电视上正在播放关于‘银鱼’发布会的新闻内容,昏暗的大厅下,唯有顾征被聚光灯照耀着,格外明亮耀眼,像颗自己就会发光的钻石,用璀璨夺目的光芒闪耀了整个科技圈。

  那些发自内心的起立和鼓掌声是对他最好的奖励,沈辞安在画面中看到了周语泽,他想,现在的顾征可以不用羡慕这位学长了,他更为优秀,更为引人注目。机器人大赛上没有人记住的第二名,现在已经被所有人记住了。

  通往梦想的道路上,崎岖和坎坷从来不是放弃的借口。当他成功之后回过头审视自己,那些所谓的绊脚石终将成为他的勋章,让他荣誉加身。

  当沈辞安沉浸在发布会成功召开的喜悦当中时,隔壁床位突然传来一声轻嗤。

  “这有什么大不了的?搞得好像弄出了一个新系统,以后科技圈就姓顾了似的。”

  沈辞安微微皱眉,“该说不说,难道台下那些科技圈大佬的掌声是假的吗?‘银鱼’受到了业界的认可,怎么就不是件什么大不了的事?”

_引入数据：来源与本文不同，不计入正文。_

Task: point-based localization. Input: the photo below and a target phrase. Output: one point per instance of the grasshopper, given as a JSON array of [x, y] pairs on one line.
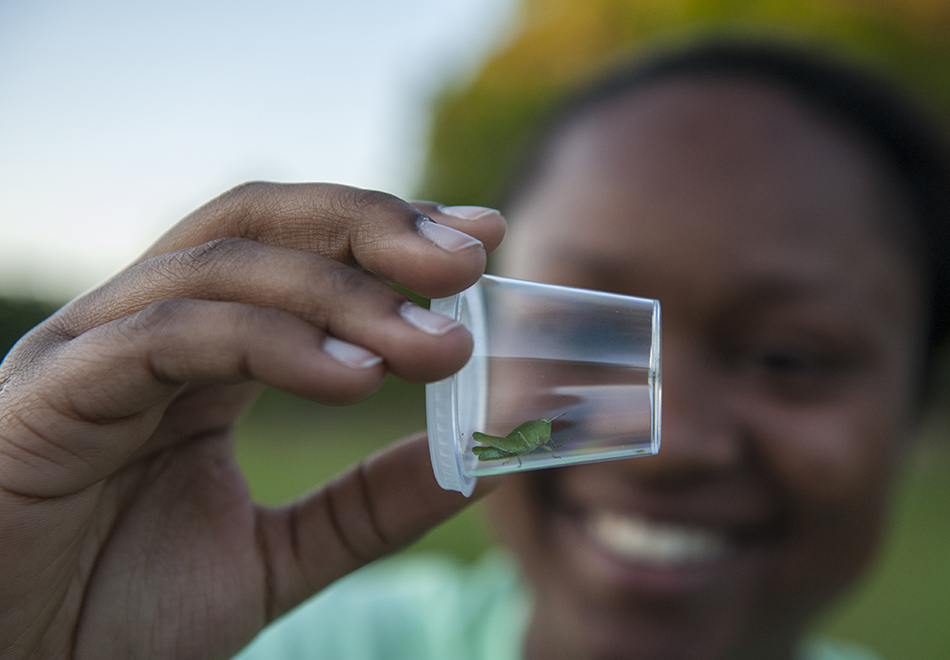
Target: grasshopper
[[524, 438]]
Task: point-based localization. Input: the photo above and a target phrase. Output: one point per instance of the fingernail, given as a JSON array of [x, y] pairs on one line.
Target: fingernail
[[446, 237], [349, 354], [468, 212], [428, 322]]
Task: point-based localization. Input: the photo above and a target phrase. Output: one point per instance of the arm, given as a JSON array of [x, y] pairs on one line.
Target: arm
[[125, 526]]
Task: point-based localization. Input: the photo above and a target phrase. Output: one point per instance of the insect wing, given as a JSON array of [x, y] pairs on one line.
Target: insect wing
[[534, 433], [490, 453], [511, 444]]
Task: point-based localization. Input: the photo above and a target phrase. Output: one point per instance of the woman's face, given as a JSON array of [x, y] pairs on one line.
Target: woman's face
[[792, 339]]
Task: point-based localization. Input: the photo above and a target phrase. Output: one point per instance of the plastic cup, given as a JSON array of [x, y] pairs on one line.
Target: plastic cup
[[587, 361]]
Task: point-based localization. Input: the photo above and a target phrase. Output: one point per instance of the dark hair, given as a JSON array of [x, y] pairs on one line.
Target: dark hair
[[909, 143]]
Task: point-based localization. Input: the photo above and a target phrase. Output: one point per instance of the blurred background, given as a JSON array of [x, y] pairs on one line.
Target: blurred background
[[117, 118]]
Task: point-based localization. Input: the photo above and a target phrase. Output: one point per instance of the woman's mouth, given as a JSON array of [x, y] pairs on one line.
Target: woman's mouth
[[656, 544]]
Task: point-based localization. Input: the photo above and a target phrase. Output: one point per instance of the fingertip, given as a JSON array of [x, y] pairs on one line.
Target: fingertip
[[485, 224]]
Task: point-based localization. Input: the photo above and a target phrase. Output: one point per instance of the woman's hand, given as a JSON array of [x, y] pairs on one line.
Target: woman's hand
[[126, 529]]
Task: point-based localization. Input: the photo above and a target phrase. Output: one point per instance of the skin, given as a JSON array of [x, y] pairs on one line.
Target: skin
[[793, 325], [126, 528]]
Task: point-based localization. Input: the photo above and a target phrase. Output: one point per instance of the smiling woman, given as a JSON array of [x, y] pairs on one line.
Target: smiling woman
[[784, 239], [790, 215], [792, 218]]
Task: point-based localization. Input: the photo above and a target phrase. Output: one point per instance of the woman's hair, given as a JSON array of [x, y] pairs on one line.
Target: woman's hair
[[909, 144]]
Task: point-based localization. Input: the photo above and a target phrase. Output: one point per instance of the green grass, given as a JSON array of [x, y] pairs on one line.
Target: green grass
[[287, 447]]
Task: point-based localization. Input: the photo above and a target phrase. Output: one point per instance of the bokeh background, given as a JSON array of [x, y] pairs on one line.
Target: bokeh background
[[116, 118]]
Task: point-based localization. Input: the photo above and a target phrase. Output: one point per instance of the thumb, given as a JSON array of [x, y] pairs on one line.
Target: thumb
[[375, 508]]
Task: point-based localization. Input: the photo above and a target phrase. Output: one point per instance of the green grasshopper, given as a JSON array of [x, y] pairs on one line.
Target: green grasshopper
[[524, 438]]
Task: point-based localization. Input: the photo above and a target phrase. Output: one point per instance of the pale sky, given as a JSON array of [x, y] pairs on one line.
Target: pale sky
[[118, 117]]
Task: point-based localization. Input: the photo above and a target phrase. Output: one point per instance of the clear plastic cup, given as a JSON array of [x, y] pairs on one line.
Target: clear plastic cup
[[585, 362]]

  隔壁床位的男孩看起来年纪不大,最多二十出头的样子,长得奶气,脸上的婴儿肥看起来很是好捏,就是性格不像外表那么讨喜,说话很是有点尖酸刻薄,尤其是在顾氏这个点上,像顾氏搞得他家破人亡似的,怨气忒重。

  “哟,怎么我边上还住了个顾氏的狗啊?”小男孩冷哼。

  沈辞安嘴角抽搐,“不好意思,我说的是实话,顾氏从上到下一直以来都专注于创新,开拓自己的品牌,热心慈善,从不结怨……”

  说到这,那小男孩一副目空一切的表情,很是让沈辞安不爽。

  不过说到与人结怨,沈辞安低头看看自己打了石膏的右手,显得这句话是不怎么有说服力了。这让他想起之前周语泽的提醒,这个男人确实涉世颇深,对商场里可能的危机认识深刻。

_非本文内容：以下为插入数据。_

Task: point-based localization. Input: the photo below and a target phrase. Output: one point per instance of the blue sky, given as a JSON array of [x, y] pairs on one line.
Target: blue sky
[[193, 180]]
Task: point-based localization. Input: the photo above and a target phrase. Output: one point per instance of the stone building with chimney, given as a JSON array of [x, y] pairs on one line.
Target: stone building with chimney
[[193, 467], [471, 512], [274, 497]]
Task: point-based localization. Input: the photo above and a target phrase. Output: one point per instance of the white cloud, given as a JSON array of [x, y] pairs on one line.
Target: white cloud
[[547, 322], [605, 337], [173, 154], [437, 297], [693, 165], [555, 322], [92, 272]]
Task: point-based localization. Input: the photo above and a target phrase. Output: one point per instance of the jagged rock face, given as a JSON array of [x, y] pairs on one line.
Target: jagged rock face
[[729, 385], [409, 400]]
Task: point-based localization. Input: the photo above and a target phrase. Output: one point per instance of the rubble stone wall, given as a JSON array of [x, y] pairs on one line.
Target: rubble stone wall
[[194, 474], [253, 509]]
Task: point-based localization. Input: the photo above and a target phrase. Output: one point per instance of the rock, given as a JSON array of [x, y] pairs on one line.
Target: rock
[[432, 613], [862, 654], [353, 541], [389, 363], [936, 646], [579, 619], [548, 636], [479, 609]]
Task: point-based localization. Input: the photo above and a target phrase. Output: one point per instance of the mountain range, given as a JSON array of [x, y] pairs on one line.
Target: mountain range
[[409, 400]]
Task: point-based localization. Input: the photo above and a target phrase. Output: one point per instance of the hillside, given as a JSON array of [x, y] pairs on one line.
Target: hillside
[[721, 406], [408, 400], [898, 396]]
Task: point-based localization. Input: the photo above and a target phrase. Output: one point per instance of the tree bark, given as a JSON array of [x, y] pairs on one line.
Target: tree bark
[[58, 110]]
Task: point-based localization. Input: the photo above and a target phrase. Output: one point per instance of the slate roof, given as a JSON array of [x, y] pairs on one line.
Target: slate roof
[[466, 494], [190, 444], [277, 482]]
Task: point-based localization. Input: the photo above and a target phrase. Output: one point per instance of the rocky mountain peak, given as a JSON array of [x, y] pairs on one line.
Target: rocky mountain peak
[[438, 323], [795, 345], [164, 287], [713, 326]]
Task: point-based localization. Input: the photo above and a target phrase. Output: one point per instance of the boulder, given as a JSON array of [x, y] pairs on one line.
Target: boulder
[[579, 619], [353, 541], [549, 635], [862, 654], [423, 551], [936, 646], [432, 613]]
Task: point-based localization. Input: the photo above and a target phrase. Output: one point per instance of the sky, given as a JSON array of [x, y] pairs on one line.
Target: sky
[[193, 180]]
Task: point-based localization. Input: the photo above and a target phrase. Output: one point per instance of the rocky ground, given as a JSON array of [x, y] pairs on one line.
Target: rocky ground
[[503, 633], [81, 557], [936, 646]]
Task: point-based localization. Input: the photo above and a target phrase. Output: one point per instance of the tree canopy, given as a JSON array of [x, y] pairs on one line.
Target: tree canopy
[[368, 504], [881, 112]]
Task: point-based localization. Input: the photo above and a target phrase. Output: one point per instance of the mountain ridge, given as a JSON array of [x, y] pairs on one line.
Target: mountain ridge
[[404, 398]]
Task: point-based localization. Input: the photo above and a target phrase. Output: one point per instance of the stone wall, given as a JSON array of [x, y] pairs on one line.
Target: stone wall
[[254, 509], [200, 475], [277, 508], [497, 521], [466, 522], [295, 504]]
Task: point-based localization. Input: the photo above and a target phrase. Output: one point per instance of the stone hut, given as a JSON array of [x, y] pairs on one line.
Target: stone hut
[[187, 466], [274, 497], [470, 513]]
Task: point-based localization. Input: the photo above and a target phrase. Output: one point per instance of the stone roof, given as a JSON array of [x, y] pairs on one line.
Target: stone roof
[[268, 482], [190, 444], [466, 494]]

  只是顾征也绝非没有料到这样的危机,只是智者千虑必有一失,哪能想到对方冒充了几天的工作人员,累死累活地熬夜加班,眼睛下面全是黑眼圈,都不忘了来砸场子。

  真是有够敬业的。

  “我看你是顾征的颜粉吧?你这样子也不像是个程序猿,是被那个臭男人迷地颠三倒四了?”小男孩鄙夷地看着他。

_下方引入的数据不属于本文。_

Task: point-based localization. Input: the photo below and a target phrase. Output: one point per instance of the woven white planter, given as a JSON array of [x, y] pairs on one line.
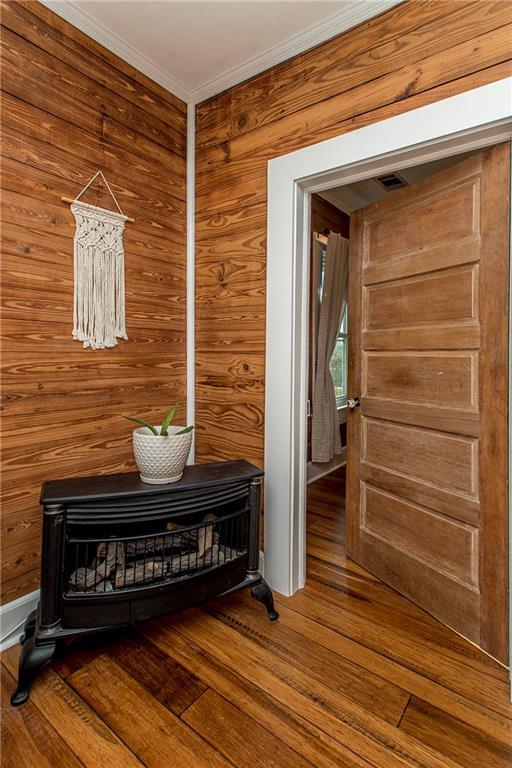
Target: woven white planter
[[161, 459]]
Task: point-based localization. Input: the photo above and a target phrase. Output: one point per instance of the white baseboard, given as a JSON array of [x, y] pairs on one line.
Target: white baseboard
[[316, 471], [12, 618]]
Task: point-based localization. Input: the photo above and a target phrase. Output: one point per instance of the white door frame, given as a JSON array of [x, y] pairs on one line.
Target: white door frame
[[468, 121]]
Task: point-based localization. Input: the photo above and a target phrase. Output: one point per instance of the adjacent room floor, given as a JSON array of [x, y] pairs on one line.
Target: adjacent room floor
[[352, 674]]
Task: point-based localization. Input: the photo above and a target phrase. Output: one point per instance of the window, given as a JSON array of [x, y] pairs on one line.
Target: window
[[339, 362]]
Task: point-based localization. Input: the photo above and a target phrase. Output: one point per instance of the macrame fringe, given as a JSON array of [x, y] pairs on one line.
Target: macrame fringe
[[99, 300]]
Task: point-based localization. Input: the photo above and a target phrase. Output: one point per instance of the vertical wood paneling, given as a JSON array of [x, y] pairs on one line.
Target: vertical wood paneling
[[69, 107], [415, 54]]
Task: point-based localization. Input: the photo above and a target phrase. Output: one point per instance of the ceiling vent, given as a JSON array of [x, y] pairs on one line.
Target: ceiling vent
[[391, 181]]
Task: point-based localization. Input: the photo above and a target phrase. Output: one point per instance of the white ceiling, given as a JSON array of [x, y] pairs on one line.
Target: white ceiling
[[196, 48], [360, 193]]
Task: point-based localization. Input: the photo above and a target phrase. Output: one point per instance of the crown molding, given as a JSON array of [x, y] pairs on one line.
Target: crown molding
[[108, 39], [354, 12]]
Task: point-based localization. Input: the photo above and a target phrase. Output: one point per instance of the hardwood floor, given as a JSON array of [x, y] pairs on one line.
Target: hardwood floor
[[351, 675]]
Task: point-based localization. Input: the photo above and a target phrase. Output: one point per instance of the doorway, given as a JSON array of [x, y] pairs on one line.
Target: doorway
[[426, 450], [463, 123]]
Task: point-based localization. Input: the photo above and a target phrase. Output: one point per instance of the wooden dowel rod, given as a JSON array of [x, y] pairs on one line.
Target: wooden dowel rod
[[70, 201]]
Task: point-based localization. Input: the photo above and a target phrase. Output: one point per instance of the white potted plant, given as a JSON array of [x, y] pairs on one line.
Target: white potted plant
[[161, 451]]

  沈辞安一脸苦笑,他可不想和小朋友有什么冲突,真闹起来,可真够可笑的。只是他上下打量,没觉得对方伤到哪了,既然看不出来,他估计可能是脑子。

  见他不说话,小男孩反倒来了劲,自顾自地以为是刚刚那番话戳中了沈辞安的痛点,越发口无遮拦了,“我奉劝你,别看着帅哥就往前扑,顾征那种人,一看就是个薄情寡义的渣男。看起来衣冠楚楚,实际上背地里指不定是个衣冠禽兽。”

  “今天脑部CT是坏了还是怎么的?”沈辞安讪笑问。

  小男孩难免疑惑,抓了抓头发,“这我哪知道?”

  “我看你不需要在骨科住院部,该去脑科看看。”沈辞安曲直敲了敲头,“这出了问题,可是挺严重的。”

  小男孩瞬间醒悟,一掀被子跳下床,四肢健全,嘴上了得,指着沈辞安就开骂。

  “你他妈损我是吧!我好言好语地劝诫你,你要是乐意,就继续去当姓顾的狗呗!我话就撂这儿了!‘银鱼’必然会成为科技圈的笑话!”

  沈辞安自诩还是个好脾气,能忍则忍,只要对方不太过分,动动嘴皮子算不了什么。骂自己可以,但骂了顾征又诋毁‘银鱼’,瞬间脾气就上来了,挥舞着打了石膏的右手,翻身下床,鞋都不穿就开怼,将电视上有关‘银鱼’以及顾征的新闻进行反复播放。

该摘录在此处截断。